Such vile and animalistic behavior on the part of the White settlers of Tasmania was the rule rather than the exception. In spite of their wanton cruelty, however, punishment in Tasmania was exceedingly rare for the Whites, although occasionally Whites were sentenced for crimes against Blacks. For example, there is an account of a man who was flogged for exhibiting the ears and other body parts of a Black boy that he had mutilated alive. We hear of another European punished for cutting off the little finger of an Aborigine and using it as a tobacco stopper. Twenty-five lashes were stipulated for Europeans convicted of tying aboriginal "Tasmanian women to logs and burning them with firebrands, or forcing a woman to wear the head of her freshly murdered husband on a string around her neck."

Not a single European, however, was ever punished for the murder of Tasmanian Aborigines. Europeans thought nothing of tying Black men to trees and using them for target practice. Black women were kidnapped, chained and exploited as sexual slaves. White convicts regularly hunted Black people for sport, casually shooting, spearing or clubbing the men to death, torturing and raping the women, and roasting Black infants alive. As historian, James Morris, graphically noted:

"We hear of children kidnapped as pets or servants, of a woman chained up like an animal in a sheperd's hut, of men castrated to keep them off their own women.
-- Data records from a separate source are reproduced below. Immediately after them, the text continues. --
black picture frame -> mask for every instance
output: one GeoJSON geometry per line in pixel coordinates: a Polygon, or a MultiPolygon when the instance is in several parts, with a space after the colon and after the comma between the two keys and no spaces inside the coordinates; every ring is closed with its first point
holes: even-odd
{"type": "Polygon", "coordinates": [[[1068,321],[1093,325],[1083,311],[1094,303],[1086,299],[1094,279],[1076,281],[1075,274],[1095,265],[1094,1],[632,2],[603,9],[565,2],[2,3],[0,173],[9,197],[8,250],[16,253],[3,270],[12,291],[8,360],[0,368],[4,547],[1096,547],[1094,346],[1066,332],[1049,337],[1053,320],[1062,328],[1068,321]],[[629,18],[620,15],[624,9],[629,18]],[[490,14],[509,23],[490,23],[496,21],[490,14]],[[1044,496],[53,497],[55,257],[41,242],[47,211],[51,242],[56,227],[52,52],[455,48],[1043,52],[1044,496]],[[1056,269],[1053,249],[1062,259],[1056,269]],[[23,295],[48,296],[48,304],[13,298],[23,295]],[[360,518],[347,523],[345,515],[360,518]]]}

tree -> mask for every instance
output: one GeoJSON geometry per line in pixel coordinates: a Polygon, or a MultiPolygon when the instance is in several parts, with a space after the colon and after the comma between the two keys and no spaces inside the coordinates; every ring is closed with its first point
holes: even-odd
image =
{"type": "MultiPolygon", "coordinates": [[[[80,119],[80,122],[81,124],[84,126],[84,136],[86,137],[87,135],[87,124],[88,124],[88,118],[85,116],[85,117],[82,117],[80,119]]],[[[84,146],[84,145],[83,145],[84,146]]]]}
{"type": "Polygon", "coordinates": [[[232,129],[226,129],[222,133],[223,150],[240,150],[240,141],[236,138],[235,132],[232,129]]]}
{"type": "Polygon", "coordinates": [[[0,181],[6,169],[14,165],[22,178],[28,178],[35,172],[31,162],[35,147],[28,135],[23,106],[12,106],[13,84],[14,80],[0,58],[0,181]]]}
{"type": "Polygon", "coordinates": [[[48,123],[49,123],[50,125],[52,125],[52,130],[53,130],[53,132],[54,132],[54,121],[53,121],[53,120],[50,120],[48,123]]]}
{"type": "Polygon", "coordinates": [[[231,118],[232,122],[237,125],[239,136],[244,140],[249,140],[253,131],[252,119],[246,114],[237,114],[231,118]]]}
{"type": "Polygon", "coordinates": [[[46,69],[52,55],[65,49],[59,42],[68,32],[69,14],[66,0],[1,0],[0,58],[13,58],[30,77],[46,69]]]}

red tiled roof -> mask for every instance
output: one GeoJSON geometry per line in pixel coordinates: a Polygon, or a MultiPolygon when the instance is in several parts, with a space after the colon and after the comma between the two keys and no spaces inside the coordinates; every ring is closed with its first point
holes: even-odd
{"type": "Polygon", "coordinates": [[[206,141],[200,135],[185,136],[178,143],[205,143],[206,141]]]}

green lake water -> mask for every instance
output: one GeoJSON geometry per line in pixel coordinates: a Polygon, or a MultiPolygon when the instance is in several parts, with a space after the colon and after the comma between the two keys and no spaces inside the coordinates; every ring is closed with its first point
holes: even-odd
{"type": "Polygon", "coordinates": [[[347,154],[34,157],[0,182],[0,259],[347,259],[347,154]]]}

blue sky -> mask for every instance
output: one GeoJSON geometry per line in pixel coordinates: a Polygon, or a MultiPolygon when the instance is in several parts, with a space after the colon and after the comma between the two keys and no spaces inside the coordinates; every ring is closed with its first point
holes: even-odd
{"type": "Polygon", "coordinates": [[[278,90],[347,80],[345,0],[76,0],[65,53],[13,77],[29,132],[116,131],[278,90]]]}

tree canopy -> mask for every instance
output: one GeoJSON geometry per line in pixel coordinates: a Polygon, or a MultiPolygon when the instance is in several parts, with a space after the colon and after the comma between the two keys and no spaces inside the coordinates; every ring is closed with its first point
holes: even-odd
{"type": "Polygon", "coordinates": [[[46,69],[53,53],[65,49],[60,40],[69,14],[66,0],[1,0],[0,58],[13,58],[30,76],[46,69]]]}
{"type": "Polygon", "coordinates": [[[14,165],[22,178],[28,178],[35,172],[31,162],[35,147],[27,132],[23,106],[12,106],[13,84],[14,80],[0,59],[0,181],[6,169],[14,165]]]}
In one foray seventy aborigines were killed, the men shot, the women and children dragged from crevices in the rocks to have their brains dashed out. A man called Carrotts, desiring a native woman, decapitated her husband, hung his head around her neck and drove her home to his shack."

PART 3

THE BLACK WAR

"The Black War of Van Diemen's Land" was the name of the official campaign of terror directed against the Black people of Tasmania. Between 1803 and 1830 the Black aborigines of Tasmania were reduced from an estimated five-thousand people to less than seventy-five.  An article published December 1, 1826 in the Tasmanian Colonial Times declared that:

"We make no pompous display of Philanthropy.  The Government must remove the natives--if not, they will be hunted down like wild beasts and destroyed!"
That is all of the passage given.